‘Suriye’de bataklığa nasıl saplandık, nasıl çıkabiliriz?’

‘Suriye’de bataklığa nasıl saplandık, nasıl çıkabiliriz?’
‘Suriye’de adeta zücaciye dükkanındaki fil gibi ilerlemekte beis görmedik’ diyen eski Büyükelçi Namık Tan, ‘Çatışmacı politikaları terk etmek gerekiyor’ diyor.

Eski Washington Büyükelçisi Namık Tan, TSK'nın yeni bir sınır ötesi harekât işareti verdiğini ve Suriye'de derinleşen krizin Türkiye için maliyetinin her geçen gün arttığını belirterek, "Sorunun çözümü konusunda ise ufukta bir ümit ışığı gözükmüyor. Bundan birkaç yıl önce okuduğum bir BM raporunda, Suriye’nin, iç savaş öncesindeki fert başına milli gelir seviyesine ulaşabilmesi için, ülkede yeniden barış sağlanmasından itibaren 30 yıl geçmesi gerektiği belirtiliyordu. Rapordaki somut verilere dayanan bu değerlendirme beni çok üzmüş ve ürkütmüştü. Zira, veriler Suriye meselesinin yükünü çok uzun yıllar sırtımızda taşıyacağımızı ortaya koyuyordu. Bugün içinde bulunduğumuz durum, ne yazık ki raporda yazılanlardan da endişe verici bir geleceğe ilişkin emareler barındırıyor." diye yazdı.

Namık Tan, yetkinreport.com sitesinde "Suriye’de Bataklığa Nasıl Saplandık? Nasıl Çıkabiliriz" başlıklı bir yazı yazdı. Tan, yazının girişinde Suriye bataklığına nasıl battığımızı şöyle anlatıyor:
"Suriye ile ilgili Türkiye’de çok farklı beklentiler vardı. Sadece Washington’dan değil, birçok önemli dış temsilciliğimizden gelen benzer uyarılara aldırış edilmiyordu. Zira, Hükümet arka bahçesi olarak gördüğü Suriye’de kendine müzahir Sünni bir yönetim oluşturabileceği düşüncesindeydi. Her ne kadar, meseleye terör bağlamında güvenlik kaygılarıyla yaklaştığını öne sürüyorsa da, aslında Hükümetin politikalarına ideolojik bir bakış açısı hâkimdi.

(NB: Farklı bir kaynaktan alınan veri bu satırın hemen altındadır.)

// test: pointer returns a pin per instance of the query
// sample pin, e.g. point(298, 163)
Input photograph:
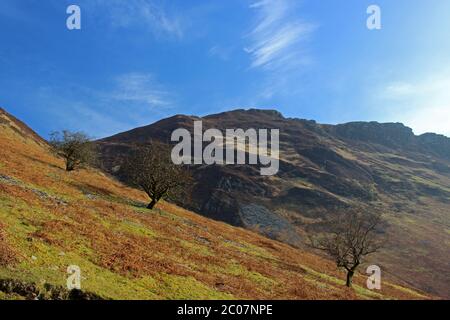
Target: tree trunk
point(350, 274)
point(152, 204)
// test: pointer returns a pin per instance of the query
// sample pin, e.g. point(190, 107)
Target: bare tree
point(353, 236)
point(150, 168)
point(76, 148)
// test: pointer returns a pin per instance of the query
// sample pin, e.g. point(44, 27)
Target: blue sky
point(137, 61)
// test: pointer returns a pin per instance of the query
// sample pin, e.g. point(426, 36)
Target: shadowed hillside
point(324, 170)
point(50, 219)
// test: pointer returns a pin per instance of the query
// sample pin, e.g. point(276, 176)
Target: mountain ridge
point(51, 219)
point(325, 169)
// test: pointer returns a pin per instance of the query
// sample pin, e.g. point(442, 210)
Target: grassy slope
point(50, 219)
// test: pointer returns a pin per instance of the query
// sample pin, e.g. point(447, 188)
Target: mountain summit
point(324, 170)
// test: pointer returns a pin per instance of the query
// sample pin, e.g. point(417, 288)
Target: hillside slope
point(325, 169)
point(50, 219)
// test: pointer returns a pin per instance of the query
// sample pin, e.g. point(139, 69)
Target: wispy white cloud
point(133, 99)
point(278, 36)
point(140, 88)
point(153, 14)
point(424, 105)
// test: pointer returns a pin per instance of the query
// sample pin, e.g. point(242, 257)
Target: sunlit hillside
point(51, 219)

SÜNNİ COĞRAFYADA ETKİ FIRSATI SANILDI

Türkiye, Suriye’deki başkaldırıyı kendisi için bir fırsat sandı. Bunun, Suriye başta olmak üzere Ortadoğu ve Kuzey Afrika sahili boyunca uzanan Sünni Arap coğrafyasında kendisine hegemonya imkânı yaratabileceği zannına kapıldı. Üstelik, böyle bir yaklaşım, hem milliyetçi ve popülist politikalarına zemin kazandırıyor hem ülke içinde kendisine müzahir siyasi kitlenin hamasi söylemlerle konsolide edilmesini sağlıyordu. Sünni âlemine liderlik hayali içindeki Hükümet etnik ve mezhepsel fay hatlarıyla dolu, aslında pek de bilmediği bir bölgede el yordamıyla, adeta zücaciye dükkanındaki fil gibi ilerlemekte beis görmedi."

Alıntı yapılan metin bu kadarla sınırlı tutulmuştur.